The whole clause breathes the very spirit of feudalism. It betrays the hatred of Geoffrey and his class for those upstarts, as they deemed them, the royal justices, who, clad in all the authority of the Crown, intruded themselves into their local courts and checked them in the exercise of their power. Henceforth, in the courts of the favoured earl, the representative of the Crown was to make his appearance not regularly, but only now and then ("aliquando"); moreover, when he came, he was to figure in court not as the superior ("super eum"), but as the colleague ("cum illo") of the earl; and, lastly, he was not to belong to the upstart ministerial class: he was to be one of his own class—of his "peers" ("de paribus suis").

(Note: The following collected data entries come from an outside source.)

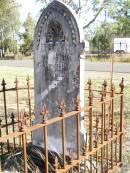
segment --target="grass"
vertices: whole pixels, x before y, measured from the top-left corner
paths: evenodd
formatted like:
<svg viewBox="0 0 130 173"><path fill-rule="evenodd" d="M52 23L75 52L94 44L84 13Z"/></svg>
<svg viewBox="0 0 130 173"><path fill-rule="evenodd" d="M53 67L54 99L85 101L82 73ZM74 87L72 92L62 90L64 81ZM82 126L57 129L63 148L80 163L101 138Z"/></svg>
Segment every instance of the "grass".
<svg viewBox="0 0 130 173"><path fill-rule="evenodd" d="M27 76L31 79L31 85L34 83L34 70L24 67L0 67L0 81L4 78L7 81L7 87L13 87L16 77L19 80L19 86L26 85Z"/></svg>
<svg viewBox="0 0 130 173"><path fill-rule="evenodd" d="M34 85L34 72L33 69L31 68L22 68L22 67L1 67L0 70L0 80L2 81L3 78L5 78L5 81L7 83L7 87L14 87L14 80L16 76L18 77L19 80L19 86L26 86L26 77L27 75L30 76L31 78L31 85ZM115 88L119 88L119 83L121 81L121 78L124 77L125 79L125 144L124 144L124 160L125 160L125 165L130 164L130 74L125 74L125 73L116 73L113 76L113 82L115 84ZM103 83L103 80L107 80L108 82L108 87L110 83L110 73L104 73L104 72L90 72L87 71L85 73L85 86L87 85L87 80L92 79L93 82L93 88L101 89L101 84ZM21 102L25 99L27 93L21 93ZM33 95L33 93L32 93ZM8 108L12 107L13 104L12 102L15 102L15 98L13 97L13 93L8 96ZM34 96L32 96L32 99ZM0 100L2 100L2 96L0 94ZM2 102L0 102L2 103ZM24 104L24 103L23 103ZM16 106L16 105L15 105ZM2 107L2 106L1 106Z"/></svg>
<svg viewBox="0 0 130 173"><path fill-rule="evenodd" d="M31 86L34 86L34 72L32 68L23 68L23 67L0 67L0 83L2 83L3 78L6 82L6 88L14 88L15 87L15 79L18 78L18 86L19 87L27 87L27 76L30 77ZM2 86L0 85L0 90ZM31 99L34 100L34 92L31 90ZM16 112L16 92L8 91L6 92L6 100L7 100L7 109L8 114L11 112ZM19 91L19 106L20 109L28 109L28 93L27 90ZM32 102L32 105L34 103ZM0 93L0 117L3 117L4 106L3 106L3 93Z"/></svg>
<svg viewBox="0 0 130 173"><path fill-rule="evenodd" d="M91 62L111 62L113 55L86 55L86 60ZM130 63L130 54L114 54L115 63Z"/></svg>

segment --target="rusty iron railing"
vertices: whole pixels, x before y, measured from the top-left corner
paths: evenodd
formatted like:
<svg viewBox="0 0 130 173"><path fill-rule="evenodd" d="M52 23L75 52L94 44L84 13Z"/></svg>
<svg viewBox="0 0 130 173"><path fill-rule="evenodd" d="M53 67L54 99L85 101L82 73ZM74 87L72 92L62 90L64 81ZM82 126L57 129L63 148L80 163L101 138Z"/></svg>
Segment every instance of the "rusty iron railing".
<svg viewBox="0 0 130 173"><path fill-rule="evenodd" d="M31 90L34 88L30 87L30 79L27 77L26 79L26 87L19 87L18 86L18 79L16 78L14 82L14 87L12 88L7 88L6 87L6 82L3 79L1 86L2 88L0 89L0 94L1 94L1 104L0 106L3 107L3 110L1 111L1 116L0 116L0 137L3 135L8 135L9 132L15 132L19 130L19 110L20 110L20 103L19 103L19 92L23 91L24 95L27 92L26 97L26 102L27 104L22 105L23 107L26 106L26 125L31 126L32 125L32 114L33 114L33 109L32 109L32 104L31 104ZM8 105L8 99L11 99L7 96L9 96L10 93L13 93L10 97L15 97L16 98L16 107L14 108L15 112L8 113L8 109L11 108ZM32 138L32 135L31 135ZM7 140L6 146L5 143L0 143L0 154L7 154L10 152L11 147L16 148L18 145L20 145L21 140L16 141L16 139L13 139L13 143Z"/></svg>
<svg viewBox="0 0 130 173"><path fill-rule="evenodd" d="M65 102L61 101L60 115L53 119L47 120L48 110L43 106L41 111L42 122L40 124L26 127L25 113L20 112L19 116L19 131L9 133L0 137L0 142L7 142L10 139L20 137L22 139L21 145L23 150L24 172L28 172L27 161L27 135L38 130L43 129L43 141L45 149L45 173L49 172L48 160L48 126L61 122L61 141L62 141L62 168L59 167L59 159L55 157L54 172L65 173L67 171L78 173L111 173L118 167L122 166L122 142L123 142L123 119L124 119L124 79L120 83L120 91L116 92L112 85L111 90L107 91L107 83L102 84L102 90L96 91L100 94L95 99L94 90L92 88L91 80L88 81L88 98L86 98L87 105L84 108L80 107L80 99L77 97L75 100L75 110L65 113ZM115 117L115 101L118 100L118 107L120 108L118 118ZM83 150L80 147L80 114L84 112L86 142L84 143ZM66 119L75 117L77 122L77 153L74 158L73 148L70 149L69 162L66 160ZM55 141L54 141L55 142ZM83 171L82 165L84 167ZM38 168L36 172L39 172Z"/></svg>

As an illustrative parallel to this clause, I am tempted to quote a remarkable charter, unnoticed, it would seem, not only by our historians, but even by Mr. Eyton himself. The Assize of Clarendon, a quarter of a century (1166) after the date of our charter to Geoffrey, contained clauses specially aimed against such exemption as he sought. Referring to these clauses, Dr. Stubbs writes:—
"No franchise is to exclude the justices.... In the article which directs the admission of the justices into every franchise may be detected one sign of the anti-feudal policy which the king had all his life to maintain."[347]

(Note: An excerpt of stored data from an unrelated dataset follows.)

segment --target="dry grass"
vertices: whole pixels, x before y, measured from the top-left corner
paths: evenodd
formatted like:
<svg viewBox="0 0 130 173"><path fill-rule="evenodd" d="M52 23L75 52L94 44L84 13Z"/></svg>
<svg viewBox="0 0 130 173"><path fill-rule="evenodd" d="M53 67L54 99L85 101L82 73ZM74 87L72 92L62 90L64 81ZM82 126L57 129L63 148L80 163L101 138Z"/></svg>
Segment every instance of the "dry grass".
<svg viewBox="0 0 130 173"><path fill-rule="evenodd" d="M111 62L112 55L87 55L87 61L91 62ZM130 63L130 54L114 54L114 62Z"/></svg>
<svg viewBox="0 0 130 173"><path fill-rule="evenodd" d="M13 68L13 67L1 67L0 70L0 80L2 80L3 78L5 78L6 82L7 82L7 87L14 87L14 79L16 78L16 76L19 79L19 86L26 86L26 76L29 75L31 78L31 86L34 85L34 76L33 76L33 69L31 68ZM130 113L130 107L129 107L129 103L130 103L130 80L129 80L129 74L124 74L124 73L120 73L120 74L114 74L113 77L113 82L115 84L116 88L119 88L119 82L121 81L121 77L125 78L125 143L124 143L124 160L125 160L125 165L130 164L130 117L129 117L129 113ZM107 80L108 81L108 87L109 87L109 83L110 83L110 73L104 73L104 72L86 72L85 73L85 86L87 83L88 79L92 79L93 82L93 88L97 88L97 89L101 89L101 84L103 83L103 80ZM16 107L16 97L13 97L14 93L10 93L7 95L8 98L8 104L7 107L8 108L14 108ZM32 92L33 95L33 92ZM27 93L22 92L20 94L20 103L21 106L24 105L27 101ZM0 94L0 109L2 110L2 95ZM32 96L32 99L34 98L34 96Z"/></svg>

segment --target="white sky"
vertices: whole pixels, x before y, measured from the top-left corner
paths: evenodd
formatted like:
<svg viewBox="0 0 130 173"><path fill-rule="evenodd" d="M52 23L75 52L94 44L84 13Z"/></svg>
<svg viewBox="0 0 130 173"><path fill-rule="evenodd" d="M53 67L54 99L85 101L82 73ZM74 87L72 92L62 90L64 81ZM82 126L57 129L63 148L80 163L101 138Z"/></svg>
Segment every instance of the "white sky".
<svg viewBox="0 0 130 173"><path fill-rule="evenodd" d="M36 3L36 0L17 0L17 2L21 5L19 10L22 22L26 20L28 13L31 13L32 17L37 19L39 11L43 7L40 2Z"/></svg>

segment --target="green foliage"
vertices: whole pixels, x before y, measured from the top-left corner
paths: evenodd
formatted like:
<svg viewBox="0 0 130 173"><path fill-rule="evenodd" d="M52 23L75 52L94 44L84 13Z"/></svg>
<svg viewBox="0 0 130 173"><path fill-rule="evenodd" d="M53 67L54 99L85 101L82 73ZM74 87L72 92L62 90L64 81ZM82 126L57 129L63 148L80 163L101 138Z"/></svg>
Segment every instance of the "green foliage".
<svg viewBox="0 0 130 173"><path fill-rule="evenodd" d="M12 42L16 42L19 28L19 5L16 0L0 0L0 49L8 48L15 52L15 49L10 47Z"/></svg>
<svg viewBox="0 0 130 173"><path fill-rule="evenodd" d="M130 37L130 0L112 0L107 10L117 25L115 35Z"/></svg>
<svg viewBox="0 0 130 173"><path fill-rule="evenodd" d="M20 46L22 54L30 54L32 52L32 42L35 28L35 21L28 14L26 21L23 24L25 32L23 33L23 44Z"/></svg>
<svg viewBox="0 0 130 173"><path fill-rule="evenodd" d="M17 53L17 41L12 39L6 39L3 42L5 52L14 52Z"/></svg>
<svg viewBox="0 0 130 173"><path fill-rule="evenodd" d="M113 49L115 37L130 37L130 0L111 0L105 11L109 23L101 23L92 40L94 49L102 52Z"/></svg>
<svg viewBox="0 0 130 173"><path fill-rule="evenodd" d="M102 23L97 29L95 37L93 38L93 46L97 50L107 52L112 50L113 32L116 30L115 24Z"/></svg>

But the clauses in question, though their sweeping character fully justifies this description,[348] contrast strangely with the humble, almost apologetic, charter in which Henry II., immediately afterwards, announces that he is only sending his "justicia" into the patrimony of St. Cuthbert "by permission" of the bishop, and as a quite exceptional measure, not to be taken again. It throws, perhaps, some new light on the character and methods of the king, when we find him thus stooping, in form, to gain his point in fact.
"Henricus Rex Angl' et Dux Normann' et Aquitan' et Comes Andegav', justiciariis Vicecomitibus et omnibus ministris suis de Eborac'sir et de Nordhummerlanda salutem. Sciatis quod consilio Baronum meorum,[349] et Episcopi Dunelmensis licencia, mitto hac vice in terram sancti Cuthberti justiciam meam, quæ[350] videat ut fiat justicia secundum assisam meam de latronibus et murdratoribus et roboratoribus;[351] non quia velim ut trahatur in consuetudinem tempore meo vel heredum meorum, sed ad tempus hoc facio, pro prædicta necessitate; quia volo quod terra beati Cuthberti suas habeat libertates et antiquas consuetudines, sicut unquam melius habuit. T. Gavfrido Archiepiscopo [sic] Cant. Ric. Arch. Pictav. Comite Gaufrido, Ricardo de Luci. Apud Wodestoc."[352]
The first charter of the Empress has now been sufficiently discussed. It was, of course, his possession of the Tower that enabled Geoffrey to extort such terms, the command of that fortress being essential to the Empress, to overawe the disaffected citizens.
[248] "Itaque multæ fuit molis Londoniensium animos permulcere posse, ut, cum hæc statim post Pascha (ut dixi) fuerint actitata, vix paucis ante Nativitatem beati Johannis diebus imperatricem reciperent" (p. 748).
[249] "Galfridus de Mandevilla firmavit Turrim Londoniensem. Idibus Maii Albericus de Ver Londoniis occiditur" (M. Paris, Chron. Major., ii. 174).